At 9:30 the DJIA opened -60, NASDAQ -7, S&P -6. 10 yr note 1.66% -3 bp; 30 yr MBSs +24 bp.
“Uncertainty” about the fiscal cliff, debt limits and the long-term challenges of balancing the U.S. budget are already “affecting private spending and investment decisions and may be contributing to an increased sense of caution in financial markets, with adverse effects on the economy,” Fed Chairman Ben S. Bernanke told the Economic Club of New York last Tuesday. Efforts to boost employment and spur the expansion with purchases of $40B in housing debt each month are being impeded by the budget impasse, Bernanke said. Bernanke also admitted in a circuitous way that the Fed is about out of bullets to improve the employment sector (which hasn’t worked so far with all the Fed money printing). It is up to Congress and the Administration.
There are no economic reports out today but the week does have a number of key data points and Treasury auction $99B of notes.
US interest rates are likely to continue to trade in their narrow ranges.

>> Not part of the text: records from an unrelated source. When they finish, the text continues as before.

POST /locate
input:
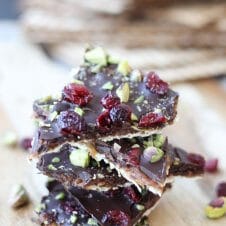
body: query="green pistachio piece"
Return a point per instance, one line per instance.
(76, 81)
(79, 111)
(124, 68)
(113, 60)
(123, 92)
(96, 68)
(9, 139)
(159, 140)
(215, 212)
(55, 160)
(139, 100)
(18, 196)
(40, 207)
(60, 196)
(134, 117)
(96, 56)
(79, 157)
(157, 156)
(91, 221)
(73, 219)
(51, 167)
(139, 207)
(136, 76)
(53, 115)
(108, 86)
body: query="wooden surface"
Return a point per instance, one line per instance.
(201, 127)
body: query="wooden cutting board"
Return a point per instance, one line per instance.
(200, 128)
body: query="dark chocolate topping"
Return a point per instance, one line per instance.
(63, 211)
(102, 204)
(96, 174)
(154, 103)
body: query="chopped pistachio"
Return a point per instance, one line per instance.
(123, 92)
(51, 167)
(96, 68)
(73, 219)
(139, 207)
(53, 115)
(60, 196)
(157, 156)
(108, 86)
(92, 221)
(134, 117)
(79, 82)
(113, 59)
(96, 56)
(159, 140)
(56, 160)
(148, 143)
(215, 212)
(79, 111)
(139, 100)
(136, 76)
(124, 68)
(40, 207)
(79, 157)
(9, 139)
(18, 197)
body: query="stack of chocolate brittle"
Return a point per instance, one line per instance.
(101, 142)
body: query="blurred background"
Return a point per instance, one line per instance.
(183, 40)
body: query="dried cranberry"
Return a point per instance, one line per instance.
(196, 159)
(116, 218)
(132, 194)
(221, 189)
(67, 207)
(25, 143)
(120, 113)
(103, 121)
(155, 84)
(211, 165)
(151, 119)
(217, 203)
(109, 101)
(77, 94)
(71, 122)
(134, 156)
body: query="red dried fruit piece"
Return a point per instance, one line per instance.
(196, 159)
(68, 207)
(109, 101)
(69, 122)
(221, 189)
(103, 121)
(134, 156)
(131, 194)
(155, 84)
(25, 143)
(77, 94)
(151, 119)
(211, 165)
(217, 203)
(116, 218)
(120, 113)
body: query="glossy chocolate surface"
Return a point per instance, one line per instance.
(49, 134)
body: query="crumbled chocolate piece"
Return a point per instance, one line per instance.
(18, 197)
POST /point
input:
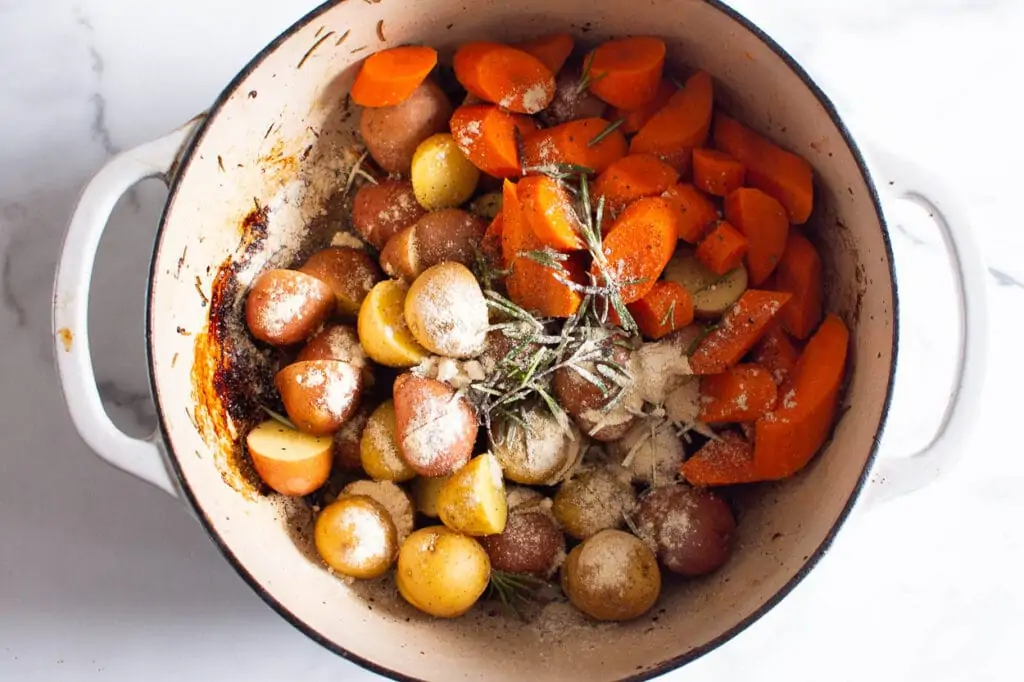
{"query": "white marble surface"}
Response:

The fiscal cliff comments that will emerge each day and issues in Europe will dominate. The status of the economy seems to be well understood by most traders; like the 3 bears, not too hot but not to cool either. The stock market is suspect through the rest of the year, it remains bearish from a technical perspective with increasing thoughts the key indexes will decline through the remainder of the year. Given the recent action in the bond market when the stock market has seen heavy selling, it is unlikely that any selling in equities will lead to a major rate decline. If lower rates are in the picture it will have to be on a total failure to avoid the cliff, which we don’t expect will happen.